La Distinta Concorrenza, invece, sembra assai più cauta nell’intervenire sulle caratterizzazioni dei suoi protagonisti principali e lascia le sperimentazioni e le riflessioni a collane come Young Animals, ai crossover spiazzanti con i personaggi Hanna & Barbera o ai racconti fuori continuity (si pensi solo a Superman: Red Son).
Un sintomo della diversa elasticità dei due universi può anche vedersi nelle oscillazioni da parte della DC per l’ampliamento del proprio, che procede – spesso goffamente – per acquisizioni (dalla Fawcett alla Wildstorm) e messe da parte, quasi mancasse un efficace enzima di metabolizzazione narrativa. Da parte sua, la via Marvel è una continua reinvenzione e ricostruzione di un universo coeso, che spesso, volendo perpetuare la (suggestione della) continuity, soffre le transizioni tra un ciclo e l’altro.

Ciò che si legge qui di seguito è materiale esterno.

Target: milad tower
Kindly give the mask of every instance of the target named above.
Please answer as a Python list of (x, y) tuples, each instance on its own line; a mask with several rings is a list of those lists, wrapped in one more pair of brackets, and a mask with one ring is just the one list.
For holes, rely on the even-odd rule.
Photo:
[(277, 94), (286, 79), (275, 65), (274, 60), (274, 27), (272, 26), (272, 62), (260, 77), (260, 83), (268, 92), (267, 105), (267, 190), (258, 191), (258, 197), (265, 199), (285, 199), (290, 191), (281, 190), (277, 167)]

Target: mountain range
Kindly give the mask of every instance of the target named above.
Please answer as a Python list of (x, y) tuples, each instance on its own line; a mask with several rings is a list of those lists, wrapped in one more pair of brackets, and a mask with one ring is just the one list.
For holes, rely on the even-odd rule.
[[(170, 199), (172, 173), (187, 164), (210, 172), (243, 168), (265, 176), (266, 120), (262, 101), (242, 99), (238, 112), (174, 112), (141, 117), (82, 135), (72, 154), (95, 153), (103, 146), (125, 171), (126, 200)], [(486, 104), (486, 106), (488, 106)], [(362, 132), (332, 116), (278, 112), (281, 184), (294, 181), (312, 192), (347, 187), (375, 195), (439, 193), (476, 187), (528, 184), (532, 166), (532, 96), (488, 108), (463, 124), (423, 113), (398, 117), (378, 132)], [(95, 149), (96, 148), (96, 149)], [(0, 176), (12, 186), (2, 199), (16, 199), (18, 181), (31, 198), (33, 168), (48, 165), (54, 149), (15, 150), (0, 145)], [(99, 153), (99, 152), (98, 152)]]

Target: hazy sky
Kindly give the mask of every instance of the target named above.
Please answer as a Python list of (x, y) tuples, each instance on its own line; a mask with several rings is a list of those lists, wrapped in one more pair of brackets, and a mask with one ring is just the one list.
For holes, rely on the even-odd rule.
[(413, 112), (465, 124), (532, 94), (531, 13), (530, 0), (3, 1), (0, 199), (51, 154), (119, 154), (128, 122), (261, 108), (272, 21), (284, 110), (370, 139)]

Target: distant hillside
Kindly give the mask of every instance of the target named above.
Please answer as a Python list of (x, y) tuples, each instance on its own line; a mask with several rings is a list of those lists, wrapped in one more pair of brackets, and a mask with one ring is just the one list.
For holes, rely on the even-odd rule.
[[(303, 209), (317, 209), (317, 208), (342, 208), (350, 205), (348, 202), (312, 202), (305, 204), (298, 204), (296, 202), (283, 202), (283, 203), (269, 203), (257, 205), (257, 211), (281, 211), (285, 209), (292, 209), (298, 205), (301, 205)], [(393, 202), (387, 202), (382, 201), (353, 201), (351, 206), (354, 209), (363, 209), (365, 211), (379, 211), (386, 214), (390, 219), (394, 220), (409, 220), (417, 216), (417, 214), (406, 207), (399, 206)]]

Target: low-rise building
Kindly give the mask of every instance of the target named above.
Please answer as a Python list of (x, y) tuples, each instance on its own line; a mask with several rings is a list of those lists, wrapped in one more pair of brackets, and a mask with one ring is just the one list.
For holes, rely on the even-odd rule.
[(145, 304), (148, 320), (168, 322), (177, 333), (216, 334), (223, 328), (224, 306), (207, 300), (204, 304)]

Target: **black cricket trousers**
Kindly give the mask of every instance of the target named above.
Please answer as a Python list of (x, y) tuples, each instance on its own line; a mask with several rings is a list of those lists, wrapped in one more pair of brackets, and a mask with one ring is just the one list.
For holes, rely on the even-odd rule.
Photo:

Marvel Legacy annuncia quindi un nuovo ciclo per l’universo narrativo Marvel, e Aaron, attraverso le parole della voce narrante ci invita a esplorarlo insieme.
Nel centenario della nascita di Jack Kirby è forte la tentazione di leggere quella dichiarazione come un omaggio non solo a Il Re, ma a tutto l’immaginario supereroico. Siamo qui e possiamo creare ed esplorare nuovi mondi, nuove possibilità di avventura e modi di confrontarci con il presente, perché decenni di racconti hanno realizzato qualcosa di meraviglioso, commovente e divertente. Se pensiamo a quanto ridicole, “ridicole in un modo che sbalordisce la mente”, devono apparire a chi le guarda “da fuori”, queste figure che, pur dotate di poteri immensi, finiscono spesso per risolvere le questioni con risse da saloon, che indossano costumi improbabili su corpi ancora più inverosimili, che senza pudore muoiono e tornano sulla scena e raccontano ancora e ancora come e perché sono diventate quello che sono, non possiamo non cogliere l’effetto della magia e della meraviglia che ci affascina, che ci invita e ci fa immergere in mondi nuovi, che vivono di regole a volte disturbanti, che scombinano i valori e le gerarchie alle quali ci eravamo abituati, che ci spingono vedere il mondo con gli occhi del cuore.
Se pensiamo a tutto questo, non possiamo rifiutare con leggerezza l’invito con il quale l’albo si congeda. Certo, abbiamo perfettamente capito che si tratta di uno spettacolare depliant, abbiamo fatto le nostre considerazioni razionali, soppesato allusioni, accenni, presenze, assenze, ritorni e interessi editoriali. E, davvero, ci siamo anche irritati del prezzo dell’albo e abbiamo controllato i dati Diamond di distribuzione.

Però la voce narrante – e tutti gli autori del mondo supereroico attraverso di lei – immaginano la via verso casa: “Vi vedrò là, quando sarò arrivata“, ci dice.
E noi, certo, ognuno a proprio modo, ci saremo.
Perché quella è anche casa nostra.
E, vorremmo spiegarlo a tutti quelli che guardano il supereroico “da fuori”: questa è la grande/piccola verità.
C’è un ennesimo nuovo universo di storie e c’è posto anche per voi.